Training ChatGPT on a custom programming language/ file structure

Hi there,
We are a company that basically creates documents. These documents are written/ saved in a custom file structure created by us that is similar to xml/xsl.
And now the aim of my new project is to train ChatGPT (or other LLM in the future) to understand the documents and to be a able to write some (itx, that is how we call the files) itx code itself.
For example after a prompt of provide the itx code necessary to have a table with three columns and two rows.

Within the company we have been creating these documents for more than ten years within a own software. Thus we have millions of documents that can be provided as training data. Furthermore we can provide not only the itx, but also the exported pdf, docx, xsl-fo and html, so lots of other formats that GPT already understands for it to be able to create a connection between the itx and what the equivalent content looks like.

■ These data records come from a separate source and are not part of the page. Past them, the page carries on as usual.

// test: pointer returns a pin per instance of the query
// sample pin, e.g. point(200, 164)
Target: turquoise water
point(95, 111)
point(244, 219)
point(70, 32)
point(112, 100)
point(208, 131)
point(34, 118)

So to summarise my questions would be:

  1. How do I train it best?
  2. How do I prepare the data?
  3. And is something like this even possible :smile: ?

FYI: I have more than enough time and all the resources needed :slight_smile:

Hello! I think I may have the answer for 2 questions.

  1. Training
  • First off, training a ChatGPT model would just be giving it a prompt on what you would like it to do for the end user.
  1. Possibilities
  • Yes, you can create a prompt and format document information in a way ChatGPT would understand.

This is all I have right now, reporting back soon!